Couple of points here.
First, the concept is "fault in". When you malloc/shmget/whatever to allocate a block of memory, that does nothing regarding which node the data ends up on. Exception is the windows "WinMallocInterleaved()" function which handles this for you. I assume by touching each block by swapping from one core to the next. So the idea for unix-based systems is to malloc() the TT, but do not touch it. Then you need to spawn the new threads and immediately pin them to a specific core. Then CPU_SET (for systems that support this like Linux) can be used to do the pinning. Once you do that, each thread should touch every PAGE of its chunk of the TT. Easiest way is to zero the thing since this only gets done once. The only question is how do you decide what goes on each core's local memory. The obvious answer is something that is a multiple of the page size, which can be 4K or something MUCH larger if huge pages are being used. So you could allocate page N or core 0, page N+1 onto core 1, and continue wrapping around until all pages have been touched by the correct core. Or, you could let each core touch N consecutive pages so that you have large chunks interleaved over all the cores, rather than having many more small chunks.
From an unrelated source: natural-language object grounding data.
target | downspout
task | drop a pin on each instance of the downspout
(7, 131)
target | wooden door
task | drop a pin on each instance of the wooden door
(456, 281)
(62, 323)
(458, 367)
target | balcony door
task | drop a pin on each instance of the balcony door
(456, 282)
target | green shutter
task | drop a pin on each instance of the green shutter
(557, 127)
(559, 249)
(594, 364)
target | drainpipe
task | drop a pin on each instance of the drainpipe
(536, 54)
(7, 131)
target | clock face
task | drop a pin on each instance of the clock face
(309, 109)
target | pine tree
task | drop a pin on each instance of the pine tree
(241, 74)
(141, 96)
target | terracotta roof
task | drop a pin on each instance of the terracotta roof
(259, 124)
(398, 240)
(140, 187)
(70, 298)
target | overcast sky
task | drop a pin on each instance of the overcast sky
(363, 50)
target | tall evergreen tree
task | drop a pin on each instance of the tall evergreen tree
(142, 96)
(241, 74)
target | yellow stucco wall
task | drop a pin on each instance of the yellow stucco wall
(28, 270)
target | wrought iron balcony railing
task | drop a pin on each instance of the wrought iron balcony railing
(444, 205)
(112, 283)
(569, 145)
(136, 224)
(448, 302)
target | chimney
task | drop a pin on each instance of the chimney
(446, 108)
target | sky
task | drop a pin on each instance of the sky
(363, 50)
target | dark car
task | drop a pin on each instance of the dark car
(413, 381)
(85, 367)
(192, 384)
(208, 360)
If you believe you potentially have hot spots (I have not tested so do not know if this happens) then using 4K chunks makes the most sense.
Second, so far as I know, ANY machine with a reasonable number of processors is NUMA, even on a single chip. I have not really looked at this since I retired, but I doubt it has changed. So most likely, you have NUMA issues no matter what system you are running. A fully shared memory is a pain to design/build and putting in on a single chip is a tough (and expensive) proposition, limiting # of cores due to the data paths required on the chip. For most applications, you can likely ignore this stuff. If you try to fault in a subset of pages on each core, but fail to pin the thread to that core, it doesn't work to improve efficiency regarding the TT. There is definitely a gain for thread local data (in the case of Crafty, "split blocks". Those blocks that contain purely thread-local data really should be on the node with that core.
Finally there is one confounding issue that is harder to handle. MOST NUMA systems are M x N. That is M cores per local memory block. You really want to get all the threads that share a large block of memory frequently (split blocks and such) on the "connected" cores. Otherwise you have have M*N threads on M*N different cores, scattered over over the entire system in a really awkward configuration. IE cores I and I+1 assume they are using the same large block of memory, but they are on different nodes. This is pretty processor specific and is messy to handle. Another issue is global memory, containing globally used data, such as magic move indices, etc. Do you keep one copy or do you create one for each node?
It is not a really easy issue to deal with, but it is also not important. Only issue is that it might not make a lot of difference. Most NUMA machines I have used had a BIOS configuration option to use a "SMP" memory model, which simply does interleaved memory automatically, with block 0 going on node 0, block 1 going on node 1, etc. That is better than doing nothing since you can potentially have the key data on one node making it a hot spot. This is common when you have to initialize large arrays, and do this in the original thread before creating new threads. ALL of that early initialized data ends up on one node, which is not optimal.
I am sure there is more I forgot when writing the above.
BTW Daniel: Allocating the TT on node 0 is a bad idea. You can completely fill node 0's memory with the TT and it is going to spill over to other nodes anyway. But now, ANY malloc() calls will also have to spill over to other nodes, meaning thread-local stuff will be "over there" rather than "over here". Better to do the fault-in logic above to evenly distribute the TT over all nodes, leaving local memory on each node for any thread-local data you might want. IE some use small eval TTs and try to make those thread-local. Having thread-local memory helps.
Lucasart: You can set thread affinity before you spawn the threads if your operating system supports this. Or you can set thread affinity as the VERY FIRST thing you do before you execute anything else. The O/S will instantly migrate that thread to the selected core. That being said, before is better, as it is hard to say what is executed before getting to your first line of code in whatever procedure you specify in your thread creation code. You would prefer to avoid this unknown code from faulting in stuff on the current node, then setting affinity to a different node.